The Muffinz and music as a journey
The Muffinz are a five-piece “man band” whose eclectic soulful sound takes listeners on a journey, and in the same way they stress that they’re not a “boy band”, this journey part is important to them, too, as it’s ultimately what they want their music to do.
Their own musical journey starts when five guys with very different musical backgrounds met at the University of Johannesburg, started jamming together and then founded a campus music society. Taking their various influences, which included jazz, gospel, 90s-era UK bands and reggae, they created a unique sound that is responsible for three albums, 6 SAMA nods, a MetroFM Music Award and international tours.
The band recently performed at The Old Mutual Music Run, which combined a music festival with urban running via techno-connectivity. If you’re scratching your head then you’re in good company, but not to worry, we asked the dudes to explain the concept to us in the interview we did with them, which you can read after the jump.
So what’s a music run?
For most people who run, music is a very common companion. Its a natural union, running and music, that are both rooted in rhythm. The concept is great because people will be able to run without earphones but still be connected to the music.
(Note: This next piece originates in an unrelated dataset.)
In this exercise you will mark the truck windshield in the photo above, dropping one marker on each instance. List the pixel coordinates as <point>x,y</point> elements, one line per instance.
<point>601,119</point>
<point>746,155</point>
If this music run isn’t the strangest event you’ve ever played, then what was and why?
The strangest was probably this one festival in the Congo. Not so much the idea of the festival, but more how the audiences communicated with the performers – in a coordinated silence and almost perfectly synchronised hand gestures.
You're in your late 20s now, living a different life than when you first met at UJ. How have new experiences influenced your music?
The influence has always stayed constant. The life situations in which we find ourselves and our environment – that's been at the heart of our music. What will continue to evolve, however, is our interpretation of the very same world. Getting older does that, and it's not a bad thing for music to mature with time as well.
Your genre can be best described as world music, how important is it to you to put South Africa on that world music map?
The world music is a genre, which by right, should encompass all the music of the world. Our music has many elements to it, and we have been put in many boxes, but the one thing we want our music to be known for is the message within. It's a message we want to spread through Africa, more importantly, as we want to inspire the future of this great continent and carry its beauty to the world.
Why do you think it is that so many different people can relate to your music?
We think our music relates to a diverse audience because our musical influences range from pop to gospel, reggae to jazz, West African music and blends of vocal music. So this tray of Muffinz has a flavour for everyone.
Your sound is more traditionally South African than what dominates radio play today. Do you ever worry about local music, your music, getting lost in the noise of international chart toppers?
We worry most that the sound of our time, the sound of freedom, is largely being moulded not by our local artists, but by the oversupply and over exposure to largely American music and pop culture. We worry that this will lead the future of our music away from how it is truly meant to sound. Our music needs to tell a tale of an Africa as seen through the eyes of those who shelter beneath its sky.